Demonstrators confront police on the annual May Day worker's march in Paris, France. Photo / Getty
Three riot police officers have been injured in clashes between masked protesters on the fringes of May Day marches in Paris.
Scores of hooded youth threw Molotov cocktails at security forces who fired back with tear gas during the otherwise peaceful march on Monday. Police responded by firing tear gas, making four arrests of individuals for "carrying prohibited weapons".
"Three officers have been injured, including one seriously due to burns from Molotov cocktails," said a police source.
"These people are here to smash things up, not to protest," said the UNSA police union.
Video showed riot police surrounding around 150 protesters disrupting the march after cordoning off most of them from the rest of the crowd near the Place de la Bastille. However, some continued to lob firebombs that exploded into flames in the street.
Loud explosions, apparently from large firecrackers, rang out across central Paris. Several shops and a bus shelter were vandalised.
More than 9,000 armed police and soldiers were drafted in to try to keep the peace as union members and protesters took part in annual May Day marches to celebrate workers' rights, which this year included calls to block far-right presidential candidate Marine Le Pen from winning the presidency during a runoff election on Sunday.

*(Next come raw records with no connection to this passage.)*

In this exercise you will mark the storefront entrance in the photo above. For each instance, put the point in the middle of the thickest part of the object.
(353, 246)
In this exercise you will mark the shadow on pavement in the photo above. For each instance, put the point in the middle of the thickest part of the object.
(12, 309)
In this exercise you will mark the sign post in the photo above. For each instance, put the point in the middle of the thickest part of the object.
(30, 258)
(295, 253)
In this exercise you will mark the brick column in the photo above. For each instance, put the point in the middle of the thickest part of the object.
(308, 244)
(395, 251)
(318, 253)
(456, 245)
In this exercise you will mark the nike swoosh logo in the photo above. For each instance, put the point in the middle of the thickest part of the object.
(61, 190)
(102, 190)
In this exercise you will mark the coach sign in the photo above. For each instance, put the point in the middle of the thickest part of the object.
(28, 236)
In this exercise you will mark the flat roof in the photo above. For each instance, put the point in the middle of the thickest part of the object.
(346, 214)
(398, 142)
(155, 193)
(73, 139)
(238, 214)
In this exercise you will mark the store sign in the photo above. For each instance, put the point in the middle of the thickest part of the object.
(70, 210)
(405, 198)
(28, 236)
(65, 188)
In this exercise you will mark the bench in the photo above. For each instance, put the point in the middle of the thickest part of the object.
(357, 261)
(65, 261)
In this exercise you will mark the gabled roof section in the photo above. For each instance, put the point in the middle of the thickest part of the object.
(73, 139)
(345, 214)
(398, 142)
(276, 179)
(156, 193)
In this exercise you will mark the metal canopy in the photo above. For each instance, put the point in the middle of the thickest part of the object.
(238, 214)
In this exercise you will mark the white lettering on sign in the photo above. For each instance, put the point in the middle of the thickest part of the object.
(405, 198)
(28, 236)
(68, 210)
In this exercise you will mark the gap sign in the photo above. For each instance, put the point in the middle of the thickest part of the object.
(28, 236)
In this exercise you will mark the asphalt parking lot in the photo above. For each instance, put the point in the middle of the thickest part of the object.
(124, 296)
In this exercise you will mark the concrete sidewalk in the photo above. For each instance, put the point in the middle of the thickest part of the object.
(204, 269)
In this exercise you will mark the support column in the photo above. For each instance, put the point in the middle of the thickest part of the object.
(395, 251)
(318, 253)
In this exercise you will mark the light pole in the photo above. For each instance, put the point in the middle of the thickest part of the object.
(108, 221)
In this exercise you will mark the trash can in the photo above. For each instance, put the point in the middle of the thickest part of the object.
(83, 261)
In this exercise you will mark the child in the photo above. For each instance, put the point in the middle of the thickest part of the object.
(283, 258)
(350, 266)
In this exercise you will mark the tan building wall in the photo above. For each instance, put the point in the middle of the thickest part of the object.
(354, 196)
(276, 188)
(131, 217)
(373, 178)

Both Ms Le Pen and her centrist opponent Emmanuel Macron are holding rallies today.
Some factions are going against their leadership to call for members to vote "neither (for Ms Le Pen) nor (for Mr Macron)" - seen by many leftists as an enemy of the worker. A banner of one dissenting faction of the CGT union reportedly read: "Neither plague nor cholera."
Philippe Martinez, CGT leader, said he was in "deep disagreement" with this stance, saying the official union line is "not a single vote for Marine Le Pen."
"Our slogan is clear. The FN must be beaten for social progress," said Mr Martinez. "The FN is a racist, xenophobic, anti-women and liberal party," he said.
Seizing on the violence by a small minority in otherwise peaceful Mayday marches, Ms Le Pen tweeted: "I pay tribute to the two (sic) injured CRS (riot police). It's is this mess and this laxism that I don't want to see anymore in our streets."
Jean-Luc Mélenchon, the leftist leader of La France Insoumise (Unbowed France) who came fourth in the first presidential round, took part in one of the Paris marches.
Ms Le Pen spent last week trying to woo Mélenchon voters, whose statist, protectionist policies she insists have many crossovers with her own. Mr Macron's pro-business programme was "diametrically opposed" to leftist ideals, she insisted.
However, after remaining silent for a week, the hard-Left firebrand finally came out on Sunday to urge his supporters not to vote for Ms Le Pen.
"I say to anyone who is listening: do not make the terrible error of voting for the Front National because you would push the country towards a general conflagration and the ending to which no-one can predict," he said on the TF1 television channel.